Гастрономические заметки нашего бывшего соотечественника, туриста и публициста.

больше всего меня интересует еда, ее разновидность, качество и оригинальность и, конечно, не в меньшей степени стоимость этого удовольствия — ведь карманы обыкновенного туриста, даже российского , совсем не бездонные

Образец стиля и интересные факты:

Нет, конечно, были в Советском Союзе национальные окраины — грузинская и прочие кавказские кухни, среднеазиатские развалы зелени и созревших на грядках овощей (у моей же тещи, например, в благодатной Сибири, помидоры никогда не вызревали, а помещенные в темень под кровать прямо от твердо-зеленого цвета переходили сразу к неприятно черному, что и дало повод называть сибирские просторы краем вечно зеленых помидоров), были какие-то молдавские и украинские острые чесночные блюда с почти экзотическими в Сибири и Казахстане «синенькими», была где-то прибалтийская кухня с копченым угрем, которого я так ни разу в жизни и не попробовал, были огромные чаши икры — и черной, и красной, балыки, семга, карбонаты, но… «мимо носа носят чачу, мимо рота алычу», — пел опальный поэт, и это не было просто поэтической метафорой.

Единственный город в той прошлой моей жизни, в котором воздух всегда источал запахи вкусной еды, был Ташкент , которому навечно присвоили знаменитый титул — «город хлебный». Да, там на каждом углу, на дымке над раскаленными углями шкворчали и истекали жирком палочки шашлыков и люля-кебаб, а в огромных казанах томился плов, от запаха, вернее, аромата которого сбивалось дыхание и учащался пульс. Кому-то доставалось от этих щедрот, но большинство в стране самого крупного социального эксперимента вкушало нечто неопределенное, именуемое «сбалансированным питанием», от которого если нельзя было умереть, то и жить не очень хотелось.

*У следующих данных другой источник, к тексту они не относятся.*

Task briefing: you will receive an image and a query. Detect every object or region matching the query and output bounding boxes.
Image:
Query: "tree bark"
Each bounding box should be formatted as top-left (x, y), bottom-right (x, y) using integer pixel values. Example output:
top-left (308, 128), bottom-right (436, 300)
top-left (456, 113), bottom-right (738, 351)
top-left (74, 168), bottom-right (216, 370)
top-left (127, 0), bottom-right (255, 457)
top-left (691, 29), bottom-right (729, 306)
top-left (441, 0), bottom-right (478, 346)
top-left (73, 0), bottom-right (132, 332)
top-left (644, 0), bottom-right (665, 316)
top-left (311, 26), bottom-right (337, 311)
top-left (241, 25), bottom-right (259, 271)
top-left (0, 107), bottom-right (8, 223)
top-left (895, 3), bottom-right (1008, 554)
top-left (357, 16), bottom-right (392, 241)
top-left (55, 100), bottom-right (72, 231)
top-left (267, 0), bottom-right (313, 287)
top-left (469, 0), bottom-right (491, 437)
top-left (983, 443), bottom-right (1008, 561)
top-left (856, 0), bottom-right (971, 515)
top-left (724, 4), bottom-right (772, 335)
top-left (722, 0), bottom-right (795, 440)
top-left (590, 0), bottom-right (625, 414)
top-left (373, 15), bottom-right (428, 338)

Находясь в самом центре Европы , чешская кухня, как и вся культура этого народа, прошла определенные этапы становления, вбирая в себя все самое лучшее, что приняла и переняла широкая славянская душа от окружающих Чехию стран. Почти все, что составляет национальную кухню Чехии, всегда производилось и выращивалось самими чехами — это простые продукты, а кухня в большей степени крестьянская, без особых изысков и кулинарных излишеств, но этим она и нравится мне гораздо больше изощренной французской, жирной и сырокопченой немецкой и слишком уж мучной итальянской.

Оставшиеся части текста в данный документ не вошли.